Why do we end up with this pushmi-pullyu of IT vs. public services?

  • Security focus vs. access focus
  • Need for standardization on systems side can hinder public services’ desire to create customized information services and to use their creativity
  • Technical planning not intertwined with planning of new services
  • "Tremendous learning curve" for employees — but new hires bring fluency in technology

How do we address it?

  • Build relationships with IT staff.
  • Public services: reach out to IT.
  • Public services: focus on big picture. The very attention to detail that makes you a good researcher can keep you from appreciating/participating in useful projects
  • IT: listen to the reference librarian’s random anecdotes. They are the usability test.

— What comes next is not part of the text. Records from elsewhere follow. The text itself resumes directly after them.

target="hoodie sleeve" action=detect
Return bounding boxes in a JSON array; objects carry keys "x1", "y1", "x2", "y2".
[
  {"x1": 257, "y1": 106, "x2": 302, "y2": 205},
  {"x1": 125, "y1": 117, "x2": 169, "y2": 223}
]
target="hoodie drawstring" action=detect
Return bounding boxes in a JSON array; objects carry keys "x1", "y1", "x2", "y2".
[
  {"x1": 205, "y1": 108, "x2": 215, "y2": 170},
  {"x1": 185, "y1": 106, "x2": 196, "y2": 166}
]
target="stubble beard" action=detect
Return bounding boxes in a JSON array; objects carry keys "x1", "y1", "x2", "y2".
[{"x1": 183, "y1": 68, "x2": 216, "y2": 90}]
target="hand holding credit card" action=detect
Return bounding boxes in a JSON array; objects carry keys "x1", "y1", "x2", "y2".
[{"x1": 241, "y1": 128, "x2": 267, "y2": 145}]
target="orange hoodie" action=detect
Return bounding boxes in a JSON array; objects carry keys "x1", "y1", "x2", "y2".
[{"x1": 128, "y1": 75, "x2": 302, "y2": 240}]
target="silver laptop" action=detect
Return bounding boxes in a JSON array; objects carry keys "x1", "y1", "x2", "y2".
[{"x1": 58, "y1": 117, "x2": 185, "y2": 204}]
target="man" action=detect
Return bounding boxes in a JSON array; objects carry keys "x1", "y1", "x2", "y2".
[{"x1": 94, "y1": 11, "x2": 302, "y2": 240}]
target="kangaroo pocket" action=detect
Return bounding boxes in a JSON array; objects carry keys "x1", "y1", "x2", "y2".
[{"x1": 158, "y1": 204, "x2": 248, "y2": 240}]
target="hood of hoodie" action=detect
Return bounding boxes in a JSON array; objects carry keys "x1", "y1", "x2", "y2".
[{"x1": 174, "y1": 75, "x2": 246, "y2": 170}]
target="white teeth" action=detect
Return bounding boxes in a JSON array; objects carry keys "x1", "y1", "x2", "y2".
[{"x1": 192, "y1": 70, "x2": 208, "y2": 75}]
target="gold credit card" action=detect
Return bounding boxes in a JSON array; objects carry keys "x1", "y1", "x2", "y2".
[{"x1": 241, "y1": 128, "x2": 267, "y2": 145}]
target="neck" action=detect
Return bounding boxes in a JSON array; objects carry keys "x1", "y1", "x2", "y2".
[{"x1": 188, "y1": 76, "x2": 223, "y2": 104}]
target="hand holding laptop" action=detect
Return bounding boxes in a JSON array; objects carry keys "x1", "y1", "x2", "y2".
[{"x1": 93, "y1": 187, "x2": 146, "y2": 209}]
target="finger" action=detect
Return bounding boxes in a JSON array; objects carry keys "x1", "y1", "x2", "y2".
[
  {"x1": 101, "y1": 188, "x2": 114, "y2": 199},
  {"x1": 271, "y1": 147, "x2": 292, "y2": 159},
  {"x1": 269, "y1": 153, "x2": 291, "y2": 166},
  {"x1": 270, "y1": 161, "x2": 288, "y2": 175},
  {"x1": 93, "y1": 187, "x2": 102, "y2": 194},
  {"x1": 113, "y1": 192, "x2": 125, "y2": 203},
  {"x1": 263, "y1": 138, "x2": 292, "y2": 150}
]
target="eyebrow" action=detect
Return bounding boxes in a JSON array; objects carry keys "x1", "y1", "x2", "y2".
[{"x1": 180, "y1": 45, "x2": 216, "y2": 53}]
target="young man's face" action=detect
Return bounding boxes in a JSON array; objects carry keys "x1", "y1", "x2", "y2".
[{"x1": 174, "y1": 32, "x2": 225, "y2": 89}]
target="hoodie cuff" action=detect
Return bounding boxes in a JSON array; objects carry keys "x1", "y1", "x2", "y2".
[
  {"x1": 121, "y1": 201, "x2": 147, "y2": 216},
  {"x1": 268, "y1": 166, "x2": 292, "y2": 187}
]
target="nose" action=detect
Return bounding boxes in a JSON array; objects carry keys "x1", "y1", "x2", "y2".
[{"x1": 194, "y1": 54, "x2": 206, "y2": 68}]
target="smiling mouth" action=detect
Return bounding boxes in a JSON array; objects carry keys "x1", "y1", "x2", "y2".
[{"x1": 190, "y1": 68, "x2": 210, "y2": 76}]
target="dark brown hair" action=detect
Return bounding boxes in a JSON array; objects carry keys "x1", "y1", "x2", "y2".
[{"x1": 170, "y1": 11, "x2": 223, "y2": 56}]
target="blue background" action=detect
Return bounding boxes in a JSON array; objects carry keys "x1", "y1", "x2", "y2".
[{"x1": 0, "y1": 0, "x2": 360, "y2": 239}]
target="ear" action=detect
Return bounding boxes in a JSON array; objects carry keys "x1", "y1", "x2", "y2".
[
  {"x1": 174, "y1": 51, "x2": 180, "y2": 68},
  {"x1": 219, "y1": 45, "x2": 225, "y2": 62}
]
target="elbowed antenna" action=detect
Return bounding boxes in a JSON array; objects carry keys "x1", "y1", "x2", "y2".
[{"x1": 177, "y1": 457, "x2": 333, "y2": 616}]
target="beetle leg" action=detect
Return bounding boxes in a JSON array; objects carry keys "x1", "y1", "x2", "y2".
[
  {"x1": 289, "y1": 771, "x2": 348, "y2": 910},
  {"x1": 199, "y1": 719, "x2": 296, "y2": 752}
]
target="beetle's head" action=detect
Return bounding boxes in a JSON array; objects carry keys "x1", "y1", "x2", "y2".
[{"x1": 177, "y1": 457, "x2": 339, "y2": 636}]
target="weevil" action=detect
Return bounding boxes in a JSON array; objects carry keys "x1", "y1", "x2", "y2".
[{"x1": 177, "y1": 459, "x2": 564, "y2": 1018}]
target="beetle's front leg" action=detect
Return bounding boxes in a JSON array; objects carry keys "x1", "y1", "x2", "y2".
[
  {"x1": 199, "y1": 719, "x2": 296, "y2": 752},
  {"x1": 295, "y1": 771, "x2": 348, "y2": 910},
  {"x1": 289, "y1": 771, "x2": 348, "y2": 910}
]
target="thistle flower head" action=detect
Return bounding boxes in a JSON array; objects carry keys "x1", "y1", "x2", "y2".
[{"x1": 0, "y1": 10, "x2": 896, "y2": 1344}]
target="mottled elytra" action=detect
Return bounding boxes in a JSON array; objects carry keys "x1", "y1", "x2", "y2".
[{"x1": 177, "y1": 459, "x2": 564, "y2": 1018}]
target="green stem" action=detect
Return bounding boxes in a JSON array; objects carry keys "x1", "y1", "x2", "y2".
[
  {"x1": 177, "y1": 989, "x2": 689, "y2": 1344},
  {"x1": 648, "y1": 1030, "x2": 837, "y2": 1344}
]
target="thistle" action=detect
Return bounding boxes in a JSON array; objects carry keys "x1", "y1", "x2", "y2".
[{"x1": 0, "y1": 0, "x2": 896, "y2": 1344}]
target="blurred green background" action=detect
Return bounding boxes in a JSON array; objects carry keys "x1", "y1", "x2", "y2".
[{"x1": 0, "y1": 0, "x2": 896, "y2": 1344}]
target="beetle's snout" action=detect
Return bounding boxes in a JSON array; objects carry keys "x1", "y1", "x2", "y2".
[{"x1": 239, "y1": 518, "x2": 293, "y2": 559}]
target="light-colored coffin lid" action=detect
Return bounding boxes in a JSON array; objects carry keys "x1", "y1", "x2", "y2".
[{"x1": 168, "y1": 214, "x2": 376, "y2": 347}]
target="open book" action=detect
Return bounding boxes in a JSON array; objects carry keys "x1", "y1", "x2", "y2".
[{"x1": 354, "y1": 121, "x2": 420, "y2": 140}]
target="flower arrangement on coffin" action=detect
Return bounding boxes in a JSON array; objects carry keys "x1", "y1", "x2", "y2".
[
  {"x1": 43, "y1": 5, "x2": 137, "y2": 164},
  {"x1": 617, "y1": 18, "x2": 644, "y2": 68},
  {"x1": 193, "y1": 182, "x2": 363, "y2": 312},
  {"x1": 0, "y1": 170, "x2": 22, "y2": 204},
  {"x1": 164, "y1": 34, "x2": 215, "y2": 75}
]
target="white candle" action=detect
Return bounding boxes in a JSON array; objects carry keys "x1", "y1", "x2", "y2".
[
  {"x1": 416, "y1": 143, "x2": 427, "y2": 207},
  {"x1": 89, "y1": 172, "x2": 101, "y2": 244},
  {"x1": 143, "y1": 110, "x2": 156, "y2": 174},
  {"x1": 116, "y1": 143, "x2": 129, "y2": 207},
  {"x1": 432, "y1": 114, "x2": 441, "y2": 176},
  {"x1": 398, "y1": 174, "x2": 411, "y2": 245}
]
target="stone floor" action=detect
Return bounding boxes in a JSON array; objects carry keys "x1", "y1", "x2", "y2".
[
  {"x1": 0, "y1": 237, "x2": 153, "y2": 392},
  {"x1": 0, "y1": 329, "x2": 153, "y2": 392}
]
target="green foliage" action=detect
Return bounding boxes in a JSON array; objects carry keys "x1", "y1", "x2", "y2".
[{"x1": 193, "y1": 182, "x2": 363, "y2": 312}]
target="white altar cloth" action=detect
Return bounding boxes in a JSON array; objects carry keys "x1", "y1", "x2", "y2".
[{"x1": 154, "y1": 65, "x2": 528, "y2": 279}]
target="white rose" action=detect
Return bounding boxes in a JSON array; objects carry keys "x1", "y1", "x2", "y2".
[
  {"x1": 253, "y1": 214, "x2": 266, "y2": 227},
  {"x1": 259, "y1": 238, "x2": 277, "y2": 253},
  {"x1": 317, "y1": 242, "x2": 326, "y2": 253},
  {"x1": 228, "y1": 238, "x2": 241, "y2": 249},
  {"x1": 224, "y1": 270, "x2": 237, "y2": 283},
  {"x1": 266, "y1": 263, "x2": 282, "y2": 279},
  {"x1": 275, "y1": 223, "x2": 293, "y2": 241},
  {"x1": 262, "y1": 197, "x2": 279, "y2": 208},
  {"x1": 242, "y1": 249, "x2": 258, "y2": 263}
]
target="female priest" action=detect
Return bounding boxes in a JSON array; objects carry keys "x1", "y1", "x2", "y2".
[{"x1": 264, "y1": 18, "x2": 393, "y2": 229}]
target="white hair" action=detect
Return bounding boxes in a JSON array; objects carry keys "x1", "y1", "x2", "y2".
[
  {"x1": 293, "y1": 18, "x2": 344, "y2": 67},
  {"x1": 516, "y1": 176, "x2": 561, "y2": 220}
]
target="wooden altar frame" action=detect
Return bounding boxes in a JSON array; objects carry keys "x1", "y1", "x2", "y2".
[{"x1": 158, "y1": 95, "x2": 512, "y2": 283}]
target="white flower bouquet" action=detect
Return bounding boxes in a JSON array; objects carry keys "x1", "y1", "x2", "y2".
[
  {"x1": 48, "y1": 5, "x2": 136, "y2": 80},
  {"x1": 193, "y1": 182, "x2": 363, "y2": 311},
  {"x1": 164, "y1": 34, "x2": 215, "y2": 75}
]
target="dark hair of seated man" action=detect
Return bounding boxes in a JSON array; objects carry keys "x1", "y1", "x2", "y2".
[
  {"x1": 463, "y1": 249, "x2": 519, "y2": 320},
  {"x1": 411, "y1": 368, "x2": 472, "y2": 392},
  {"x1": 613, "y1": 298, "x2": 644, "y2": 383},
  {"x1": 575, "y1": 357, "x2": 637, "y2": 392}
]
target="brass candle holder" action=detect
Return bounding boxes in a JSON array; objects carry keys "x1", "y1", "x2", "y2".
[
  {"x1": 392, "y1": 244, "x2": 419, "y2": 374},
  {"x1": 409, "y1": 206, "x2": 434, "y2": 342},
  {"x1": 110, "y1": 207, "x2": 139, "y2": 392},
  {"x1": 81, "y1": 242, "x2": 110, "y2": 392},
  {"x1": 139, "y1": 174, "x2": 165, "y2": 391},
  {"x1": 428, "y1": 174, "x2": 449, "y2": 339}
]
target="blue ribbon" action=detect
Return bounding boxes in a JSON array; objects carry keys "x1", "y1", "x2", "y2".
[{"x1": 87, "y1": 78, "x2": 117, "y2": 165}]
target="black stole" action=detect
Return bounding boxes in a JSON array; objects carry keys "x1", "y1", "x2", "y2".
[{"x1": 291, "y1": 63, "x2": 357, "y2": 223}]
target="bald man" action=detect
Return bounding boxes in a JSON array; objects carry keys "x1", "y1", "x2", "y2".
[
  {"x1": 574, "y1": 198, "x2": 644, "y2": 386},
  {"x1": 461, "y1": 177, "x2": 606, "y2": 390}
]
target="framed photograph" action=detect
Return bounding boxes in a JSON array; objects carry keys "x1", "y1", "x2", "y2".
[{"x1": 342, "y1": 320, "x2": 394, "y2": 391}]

The most interesting points from the Q & A and subsequent conversations after the program:

  • It was news to the moderator that advances in technology (self-diagnostic and remote diagnostic on PC) might actually solve problems that it was earlier seen to create
  • CPL operating on a $14 million technology budget this year as part of a 5-year plan; their expenses on technology are justified and budgeted years in advance
  • Warning from Dennis on any arrangement where the IT staff is not in daily contact with the library staff, preferably have separate library systems office
  • Need for a translator between reference librarians and IT
  • Useful for librarian to find out information needs of IT staff and meet them
  • The speed of technology change for existing staff has been disorienting and brutal over the past 5 – 10 years, but seems to be calming down now
  • Trust is developed by working together; it really depends on the people
  • Part of the strain is the line of angry patrons forming at the reference desk when "the information is stuck in the computer" and it’s human nature to shift the blame to IT rather than say We, the Library, have a problem right now answering your questions

Many in the room seemed to share the assumption that computer services and applications are support tools for public services – not in themselves public services. Is this an assumption shared by most reference staff? Is it an assumption that needs to change, or not?